We were in St. Augustine, I forgot to mention. It's a pretty cool town and it actually reminded me a lot of a town in Spain that we had visited last summer-Cadiz. Parts of it anyway. Other parts were really touristy. We didn't stay in town, actually. We stayed in Tom's boss' brother's condo (Did you follow that one?) about 30 minutes outside of the city.

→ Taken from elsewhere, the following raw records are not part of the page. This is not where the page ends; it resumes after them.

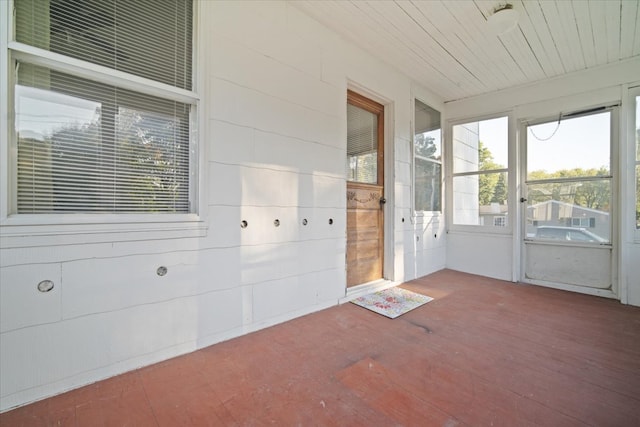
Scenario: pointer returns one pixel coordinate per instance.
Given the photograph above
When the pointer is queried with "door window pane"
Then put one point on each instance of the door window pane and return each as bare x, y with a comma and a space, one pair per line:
576, 147
560, 210
362, 145
480, 198
480, 181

On this day, the girls went shopping and the boys went to play golf. However, Tom hates golf (we sold his clubs in our garage sale) and I have a feeling that he just drove the cart. He also texted me a lot that day, which meant he was bored as hell. I was excited to go into St. Augustine and explore a little bit. It's the oldest city in the United States, you know. I was hoping to find some cool shops with local artists or something, but I guess that we started in the wrong part of town and it was too damn hot to wander around trying to find what we were looking for. Damn hot, yikes. So we ended up at the outlet mall.
This is actually a boring part of my story, but I'm only telling you this so I can tell you that I did something that I'm kind of proud of. (Other than being proud of not bitching and moaning about the heat, and my back, and my big sweaty boobs--I bitched on the inside.) I bought some baby stuff. I really did. Through this pregnancy, I've bought tons of maternity clothes because that's all that I could deal with. I'm pregnant right now, and I need clothes. I couldn't think much past that. But on this day, I couldn't resist the Little Me store. So I bought 3 sleeper outfits in newborn size. And then do you know what I did? I marched straight into an overpriced purse store of a certain brand and bought a ridiculously priced, outrageous, big ol' diaper bag that my husband would sooner die than carry. I figure that if the boy and I get through this in one piece, than I deserve to carry this bag. Actually, it was also peer pressure that made me buy it--if I was by myself, I probably wouldn't have done it. I'm pretty thrifty. I guess it comes from being married to an accountant.
That night we walked along the beach and it was gorgeous. The sun was setting and Tom and I walked along in our bare feet, picking up shells and looking for shark teeth. Ah, the romance, blah, blah, blah. I stood there looking out at the ocean and the thought came to me about how much Nate would enjoy this. Squishing the wet sand between his toes. I could almost hear his happy little squeals as the water washed over his feet. Helping mama find pretty shells, daddy holding his hand so the tide wouldn't knock him over. I felt so empty, so aware of who was missing and what we were missing out on. Sometimes his absence is so overwhelming that it takes the breath out of me. He'd be 17 months old now. Jesus.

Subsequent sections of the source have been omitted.